Solution?  Comb it out.

Had to bring the full arsenal to bear on this one!

Add texture (what was this Great Strife, and why is Hilden described as once-mighty?); vary the flow (note the disparity in the number of clauses per sentence, and the improved interconnectivity between the sentences themselves); intersperse some lyrical elements (“March after March” / “league after league”, a more pronounced organic theme to the description of the province’s growth, imparting the sense that it is a living thing); and insert a more significant pause (a paragraph break) before the last sentence.  Voila!  The net result is, I think, a much more artful piece of writing.  Hopefully you agree.  Either way, however, it should serve as a good example of how I go about the craft.

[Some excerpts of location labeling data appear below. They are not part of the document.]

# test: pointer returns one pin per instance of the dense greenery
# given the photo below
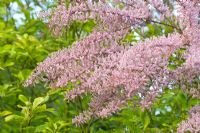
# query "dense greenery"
(40, 109)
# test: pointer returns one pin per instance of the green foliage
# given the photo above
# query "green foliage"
(42, 110)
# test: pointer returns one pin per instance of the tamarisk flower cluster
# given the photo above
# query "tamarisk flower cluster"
(113, 73)
(193, 123)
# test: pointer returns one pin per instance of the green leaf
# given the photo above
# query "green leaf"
(13, 117)
(23, 99)
(40, 100)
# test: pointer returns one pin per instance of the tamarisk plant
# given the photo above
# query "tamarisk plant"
(113, 72)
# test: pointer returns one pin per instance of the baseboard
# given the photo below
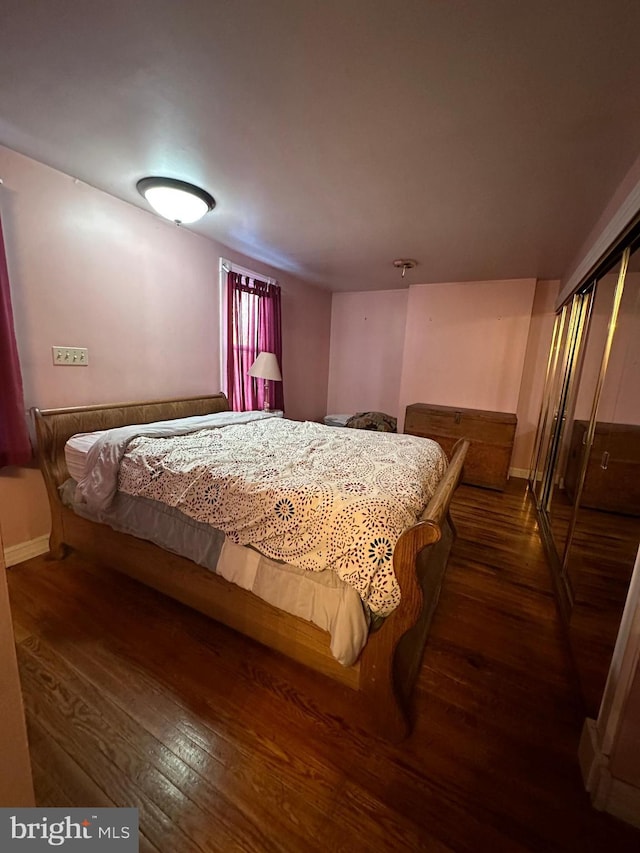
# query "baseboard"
(608, 794)
(15, 554)
(520, 473)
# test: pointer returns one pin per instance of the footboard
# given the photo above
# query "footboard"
(384, 676)
(392, 657)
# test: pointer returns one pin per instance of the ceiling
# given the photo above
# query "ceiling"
(482, 139)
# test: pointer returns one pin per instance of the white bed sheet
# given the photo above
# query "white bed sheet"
(76, 451)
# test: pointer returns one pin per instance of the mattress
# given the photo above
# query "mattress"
(319, 597)
(76, 451)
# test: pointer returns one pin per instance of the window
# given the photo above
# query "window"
(253, 325)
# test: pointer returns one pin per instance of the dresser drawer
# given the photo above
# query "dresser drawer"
(491, 436)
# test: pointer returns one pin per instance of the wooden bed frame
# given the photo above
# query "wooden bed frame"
(383, 677)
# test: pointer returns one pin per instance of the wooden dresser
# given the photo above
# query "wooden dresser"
(491, 435)
(612, 480)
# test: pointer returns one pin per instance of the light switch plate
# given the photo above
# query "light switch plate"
(70, 356)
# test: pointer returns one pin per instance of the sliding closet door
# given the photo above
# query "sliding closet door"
(547, 419)
(559, 382)
(606, 531)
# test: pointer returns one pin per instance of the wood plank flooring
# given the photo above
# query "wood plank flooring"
(132, 699)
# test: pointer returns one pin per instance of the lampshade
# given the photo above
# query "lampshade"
(266, 367)
(176, 200)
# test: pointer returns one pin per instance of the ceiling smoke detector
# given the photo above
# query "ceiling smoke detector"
(404, 264)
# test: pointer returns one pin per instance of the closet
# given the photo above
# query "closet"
(585, 470)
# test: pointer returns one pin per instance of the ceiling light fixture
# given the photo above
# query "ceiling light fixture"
(404, 264)
(176, 200)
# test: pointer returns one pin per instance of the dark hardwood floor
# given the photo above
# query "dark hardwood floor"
(223, 745)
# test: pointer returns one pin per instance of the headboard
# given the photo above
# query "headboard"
(54, 427)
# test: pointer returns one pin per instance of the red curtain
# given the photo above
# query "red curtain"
(15, 447)
(253, 326)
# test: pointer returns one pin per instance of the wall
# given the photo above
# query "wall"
(367, 342)
(533, 373)
(465, 344)
(87, 269)
(473, 344)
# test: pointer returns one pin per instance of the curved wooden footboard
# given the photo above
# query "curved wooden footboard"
(392, 657)
(384, 676)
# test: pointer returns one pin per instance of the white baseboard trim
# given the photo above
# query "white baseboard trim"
(15, 554)
(521, 473)
(608, 794)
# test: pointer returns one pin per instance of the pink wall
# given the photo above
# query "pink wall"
(465, 344)
(89, 270)
(533, 373)
(367, 341)
(477, 345)
(16, 785)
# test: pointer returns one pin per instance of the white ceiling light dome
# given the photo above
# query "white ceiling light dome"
(176, 200)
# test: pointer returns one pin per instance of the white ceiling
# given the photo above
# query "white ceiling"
(482, 138)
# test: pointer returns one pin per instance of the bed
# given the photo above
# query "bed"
(382, 677)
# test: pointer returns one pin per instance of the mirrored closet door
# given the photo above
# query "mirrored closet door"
(585, 474)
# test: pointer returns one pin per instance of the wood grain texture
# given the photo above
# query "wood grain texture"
(224, 744)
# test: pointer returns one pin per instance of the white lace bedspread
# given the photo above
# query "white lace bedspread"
(307, 494)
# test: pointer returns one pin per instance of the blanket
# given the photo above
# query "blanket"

Now, to be clear, by NO means am I recommending this approach as a best practice for your own work.  It seems to me (based on nothing more than anecdotal evidence I’ve read online) that the majority of writers prefer to power through multiple drafts – and while I don’t know if that methodology produces better books necessarily, it seems to lead to greater output.  (Certainly, it can’t be nearly as frustrating as the way that I do it!)  Unfortunately, I don’t (yet?) seem capable of any other process, and so I’m stuck with what I’ve got.  If you are the same way, perhaps this explanation and the accompanying examples I provided will give you some insight as to how improve your own writing.  (And if not, don’t worry –I’ll have an example of more traditional paring back in my next post, to follow sometime later this month.)


*If you suffer from the same affliction, here’s a tip I can advise to minimize the unproductive hours spent staring at the same half page trying to get it just right:  step away for a while.  Go to the gym, take a walk, read someone else’s stuff.  You may not be able to move on from the problematic section, but you’ll be surprised how helpful it is to come back to it with fresh eyes.